Still, there were moments:
• On my first flight of the week I sat next to a rather androgynous young man who produces drag queen reviews. I thought he had dreadlocks under his Rasta hat. But it turns out he has long dark hair like Cher.
• I seemed to be seated around a lot of people who were coming from or going to family reunions.
• While sitting on the floor of a departure gate in Charlotte, I noticed a young coed who has "Proceed with Caution" tattooed on the side of her left foot.
• A lady in Chicago came into the departure lounge complaining about the indignity of being asked to walk through the full-body scanner. I thought she was just a little too upset over nothing. This feeling was confirmed when she sat in the row behind me on the plane and complained about how everyone and everything in her life is letting her down. (I wanted to turn around and tell her to get a life.)

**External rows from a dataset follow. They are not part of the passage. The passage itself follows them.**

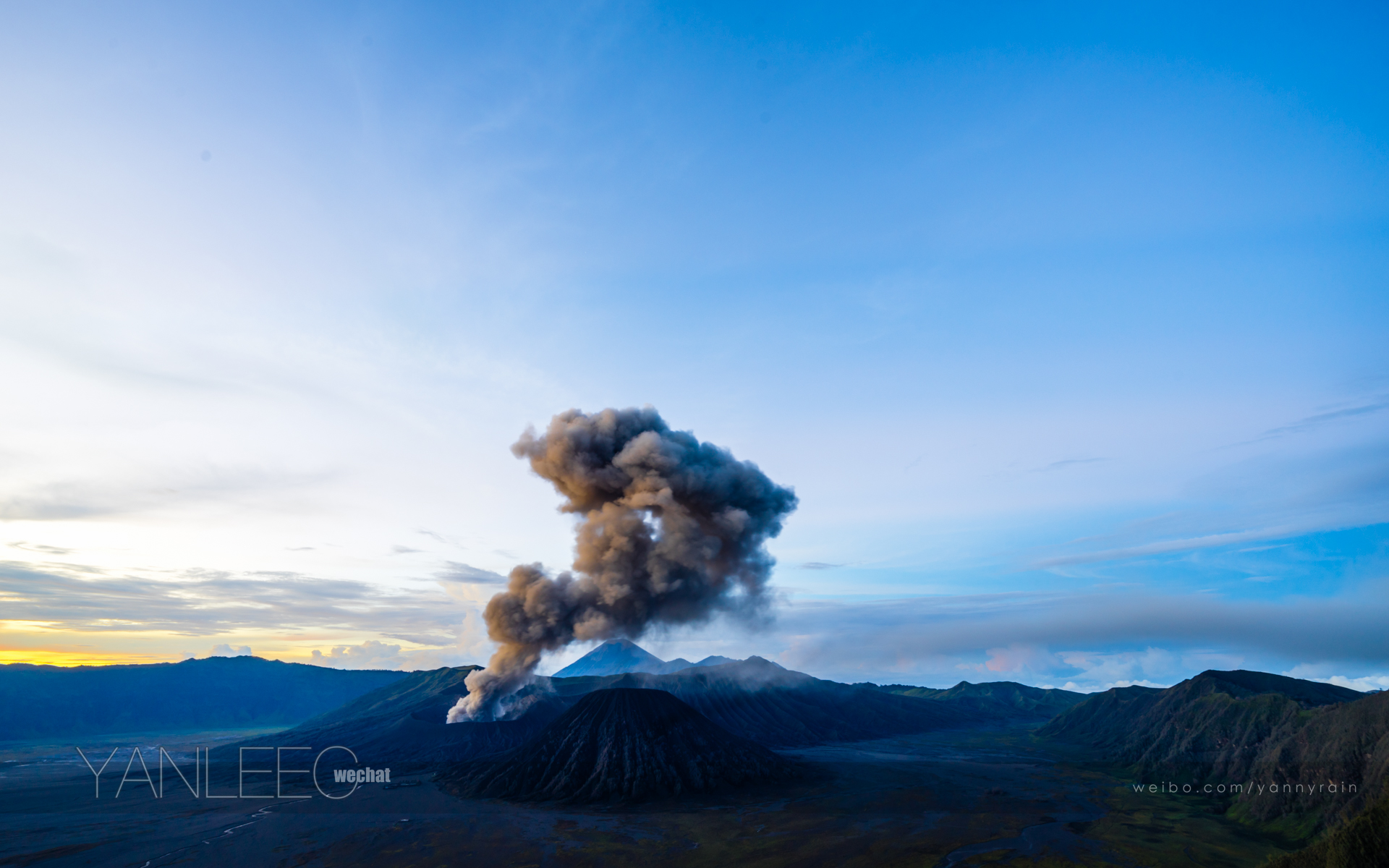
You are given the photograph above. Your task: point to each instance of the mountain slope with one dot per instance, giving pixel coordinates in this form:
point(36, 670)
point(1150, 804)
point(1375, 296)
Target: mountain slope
point(403, 724)
point(1042, 703)
point(621, 656)
point(217, 692)
point(1246, 728)
point(621, 745)
point(616, 658)
point(763, 702)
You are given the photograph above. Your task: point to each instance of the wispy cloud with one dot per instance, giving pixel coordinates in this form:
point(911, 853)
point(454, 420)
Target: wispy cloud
point(1170, 546)
point(1061, 466)
point(1322, 418)
point(913, 635)
point(205, 603)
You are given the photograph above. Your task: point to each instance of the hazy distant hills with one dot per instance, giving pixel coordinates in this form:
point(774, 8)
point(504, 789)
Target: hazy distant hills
point(1241, 727)
point(1042, 703)
point(621, 656)
point(621, 745)
point(214, 694)
point(753, 699)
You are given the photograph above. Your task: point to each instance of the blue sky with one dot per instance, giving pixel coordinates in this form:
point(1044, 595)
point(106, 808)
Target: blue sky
point(1064, 321)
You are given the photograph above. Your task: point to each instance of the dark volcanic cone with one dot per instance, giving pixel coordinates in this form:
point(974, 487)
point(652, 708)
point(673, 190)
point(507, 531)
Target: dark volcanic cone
point(621, 745)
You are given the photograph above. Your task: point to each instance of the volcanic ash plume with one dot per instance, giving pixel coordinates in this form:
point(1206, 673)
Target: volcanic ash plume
point(671, 531)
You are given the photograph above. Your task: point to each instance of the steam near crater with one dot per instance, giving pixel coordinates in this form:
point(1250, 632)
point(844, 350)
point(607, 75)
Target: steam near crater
point(671, 531)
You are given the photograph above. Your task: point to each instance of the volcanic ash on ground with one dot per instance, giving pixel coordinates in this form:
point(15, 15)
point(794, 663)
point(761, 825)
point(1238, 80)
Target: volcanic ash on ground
point(621, 745)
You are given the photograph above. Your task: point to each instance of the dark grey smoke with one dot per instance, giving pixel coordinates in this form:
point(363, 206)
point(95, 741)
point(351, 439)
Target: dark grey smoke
point(671, 531)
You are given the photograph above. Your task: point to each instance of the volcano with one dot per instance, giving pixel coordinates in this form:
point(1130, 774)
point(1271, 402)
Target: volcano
point(621, 745)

• The St. Louis airport looks like a giant hand reached down from the sky and shook all of the glass out of the windows. There’s enough plywood over windows and skylights to make you think you’re in a bombed out city. Turns out the airport took a direct hit from a tornado not long ago.
• Every plane I was on was full and every plane was full of the kinds of summer family travelers who greet every aspect of air travel as a new and exciting experience (and slow down lines while they call their friends back home to tell them about these new and exciting experiences). "Can you believe it, Hazel?” one lady shouted into her phone. “They have Cinnabons right here at the airport where you could buy one if you were waiting for a plane. What’ll they think of next?”

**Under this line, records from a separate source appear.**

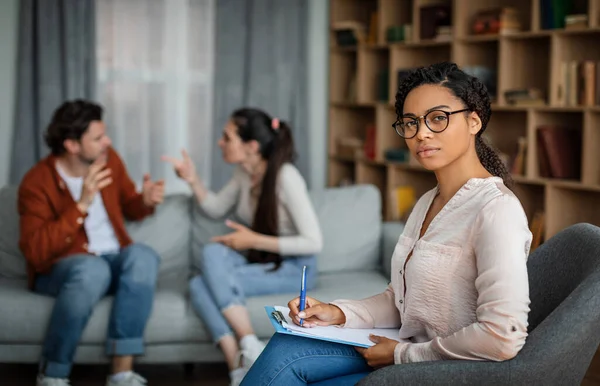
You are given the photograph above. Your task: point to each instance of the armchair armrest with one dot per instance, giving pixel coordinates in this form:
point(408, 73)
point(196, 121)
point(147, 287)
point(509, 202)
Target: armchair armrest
point(390, 232)
point(451, 372)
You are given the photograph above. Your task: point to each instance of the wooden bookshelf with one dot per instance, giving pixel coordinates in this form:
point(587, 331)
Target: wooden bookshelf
point(363, 83)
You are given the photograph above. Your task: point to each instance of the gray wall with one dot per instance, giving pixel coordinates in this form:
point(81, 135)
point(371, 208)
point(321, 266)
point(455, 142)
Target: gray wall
point(318, 68)
point(8, 59)
point(317, 88)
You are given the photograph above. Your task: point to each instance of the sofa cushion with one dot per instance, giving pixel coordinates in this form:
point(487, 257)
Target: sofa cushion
point(12, 262)
point(350, 219)
point(167, 231)
point(26, 314)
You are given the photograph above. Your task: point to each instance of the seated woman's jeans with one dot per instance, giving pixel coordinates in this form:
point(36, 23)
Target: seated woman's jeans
point(292, 360)
point(227, 279)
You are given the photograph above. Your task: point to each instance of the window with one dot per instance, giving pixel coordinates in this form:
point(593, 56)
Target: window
point(155, 77)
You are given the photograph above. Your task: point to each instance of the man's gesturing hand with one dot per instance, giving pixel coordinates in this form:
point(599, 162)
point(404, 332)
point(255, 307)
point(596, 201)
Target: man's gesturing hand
point(96, 179)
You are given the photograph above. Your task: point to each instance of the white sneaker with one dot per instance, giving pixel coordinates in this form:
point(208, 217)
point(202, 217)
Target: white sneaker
point(47, 381)
point(131, 379)
point(236, 376)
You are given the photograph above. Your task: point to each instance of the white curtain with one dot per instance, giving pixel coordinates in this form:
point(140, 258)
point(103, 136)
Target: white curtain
point(155, 73)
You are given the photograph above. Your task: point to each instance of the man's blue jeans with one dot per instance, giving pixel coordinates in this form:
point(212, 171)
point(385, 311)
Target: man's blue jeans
point(227, 279)
point(292, 360)
point(78, 282)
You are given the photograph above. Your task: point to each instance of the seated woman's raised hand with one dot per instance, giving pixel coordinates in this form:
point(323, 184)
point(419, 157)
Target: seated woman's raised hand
point(316, 313)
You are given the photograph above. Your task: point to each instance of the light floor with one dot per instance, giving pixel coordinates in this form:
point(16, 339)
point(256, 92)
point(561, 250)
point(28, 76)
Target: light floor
point(173, 375)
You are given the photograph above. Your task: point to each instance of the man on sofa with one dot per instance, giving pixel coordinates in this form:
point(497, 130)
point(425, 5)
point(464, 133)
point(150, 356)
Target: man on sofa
point(72, 206)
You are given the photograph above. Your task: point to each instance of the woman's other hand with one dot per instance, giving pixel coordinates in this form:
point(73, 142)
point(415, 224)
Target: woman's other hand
point(381, 354)
point(184, 168)
point(316, 313)
point(242, 239)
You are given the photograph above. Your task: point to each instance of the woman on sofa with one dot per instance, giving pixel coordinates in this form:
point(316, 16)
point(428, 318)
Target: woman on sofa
point(266, 254)
point(459, 287)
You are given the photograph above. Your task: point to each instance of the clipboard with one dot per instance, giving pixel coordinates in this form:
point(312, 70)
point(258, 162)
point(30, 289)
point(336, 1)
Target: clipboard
point(279, 318)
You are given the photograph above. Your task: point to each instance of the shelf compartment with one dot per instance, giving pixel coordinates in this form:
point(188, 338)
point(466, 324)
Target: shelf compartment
point(386, 136)
point(568, 120)
point(503, 132)
point(342, 76)
point(523, 64)
point(417, 7)
point(465, 11)
point(479, 58)
point(393, 13)
point(590, 168)
point(566, 206)
point(406, 57)
point(399, 175)
point(373, 75)
point(341, 172)
point(369, 173)
point(355, 10)
point(573, 7)
point(422, 180)
point(346, 123)
point(569, 83)
point(532, 197)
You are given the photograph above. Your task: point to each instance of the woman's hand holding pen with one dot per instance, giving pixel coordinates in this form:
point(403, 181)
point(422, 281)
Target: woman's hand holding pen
point(316, 313)
point(241, 239)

• One of my seatmates, a young man in a serious suit, conducted a painful passive aggressive phone conversation with his wife, at one moment telling her how worthless she is and the next telling her how much he loves her. (I wanted to smack him, too.)
• Delta clearly isn’t the great airline it used to be.
• On the flight from St. Louis to Cincinnati, a young boy who cried when his mother put him on the plane to go spend the summer at his father’s thought he’d died and gone to the coolest heaven when a teenager with a Mohawk haircut sat down beside him.
• A lady on the final flight to Norfolk could not understand why the flight attendant on the little regional jet would not instruct the pilot to call ahead to her sister in Portsmouth to meet her at the airport with a shoe “since I done blown out this one.”